- Синичкина она по мужу, - вздыхает Сергей.
- Потрясающе, - кривит губы Мирослава. – Дальше.
- Ты Юрия помнишь? – Серж бочком обходит мать и плюхается на край кухонного уголка.
- Что ноги не держат, дорогой муженек? – подкалываю.
- Вот за что вы на меня? Две красавицы, на одного, - цокает языком. – Нечестно.
- Ты мне еще тут нюни распусти. Ты мужик или кто? – Мирослава садится напротив, поправляет очки.
- Мам, давай без этого, - кривится. – Со своими студентами так разговаривай.
- Зубы не заговаривать. Выкладывай, - барабанит пальцами по столу.
- Помнишь Юрия? – Серж закусывает губу.
Свекровь приподнимает одну бровь.
- Если ты про никчемное существо, именуемое братом твоего отца. Помню, - едва заметно дергает плечами. – такого захочешь, не забудешь.
- У Юрия сын, у сына дочь – Виолетта, - разводит руки в стороны муж. – Отец не хотел, чтобы ты волновалась, но мы много лет помогали им.
- Какие благородные рыцари! – всплескивает руками. – Аплодисменты, что ли!
- Вооот! Папа знал, что у тебя будет такая реакция! – Серж вскакивает, начинает ходить по кухне. – А Юра умирая, просил отца помочь сыну и внучке, не мог он иначе. Ему всегда больно было, что с братом не общался. Это грызло его. Но ты ведь не поймешь!
- Куда уж мне понять! – черты на лице свекрови заостряются. – Эдуард так мучился, что не общается с человеком, который едва меня на органы не продал, а его самого чуть за решетку не засадил. Конечно, он был безумно счастлив, что его преступник-братец вдруг перед смертью раскаялся, и решил свое гнилое потомство вам на шею повесить.
- Время меняет людей, мама! Надо уметь прощать! – в запале выкрикивает Серж.
- Слушай меня сюда, всепрощающий ты мой. Чтобы духу тут этой особи не было. И если мне Ксюша на тебя пожалуется, хоть словом одним, я сделаю все, чтобы ты ушел отсюда голый и босой, а про детей мог только вспоминать, - встает с места и отвешивает ему подзатыльник.
- Мам! Что за детский сад, руки распускать! – возмущается муж. Лицо красными пятнами покрывается.
- Это еще не все. Не думай, что отмазался. Я сегодня все выясню у Эдуарда. И если ты хоть в чем-то мне соврал, ой, не завидую тебе, сынок.
Стою, прислонившись к холодильнику, наблюдаю за их перепалкой со смешанными чувствами.

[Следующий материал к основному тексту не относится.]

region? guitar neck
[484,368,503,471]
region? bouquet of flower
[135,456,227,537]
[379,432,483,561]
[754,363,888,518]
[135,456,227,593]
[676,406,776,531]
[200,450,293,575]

С одной стороны открываются нелицеприятные подробности, похоже брат Эдуарда был тем еще гавнюком. А с другой стороны, муж не побоялся рассказать свою историю матери. А ведь он знает ее тяжелый нрав.
- Ксюш, - сжимает мое плечо. – Не волнуйся, я во всем разберусь.
- А это может быть правдой? – хрипло уточняю. В горле пересохло.
- Теоретически да. Но это все равно не отменяет их вины. Расплачиваться будут долго, - поправляет ворот темно-лиловой блузки. – И это при условии, что все услышанное мной, правда.
- Естественно правда! У меня, что репутация лжеца?! Я давал повод во мне сомневаться?! – вопит Серж.
- Засунул свои возмущения, сам знаешь куда. Тон убавил, - свекровь выходит из кухни и направляется в сторону гостиной, где отсиживается Виолетта.
Я за ней, муж за мной. Мирослава гордо вплывает в гостиную. Окидывает хамку изучающее презрительным взглядом. Родиона в комнате не вижу.
- Каракатица, внимательно меня слушаем. Два раза не повторяю, - голос холодный, стальной, угрожающе тихий. – Собирай свои манатки, и ползи от этого дома как можно дальше. Если хотя бы дух твой учую на горизонте, мокрого места не оставлю.
- За что вы так со мной! – тут же рыдать начинать. У нее, что кнопка где-то скрытая есть, чтобы по одному нажатию слезы лить? – Я ничего плохого не хотела! Мне сейчас очень тяжело!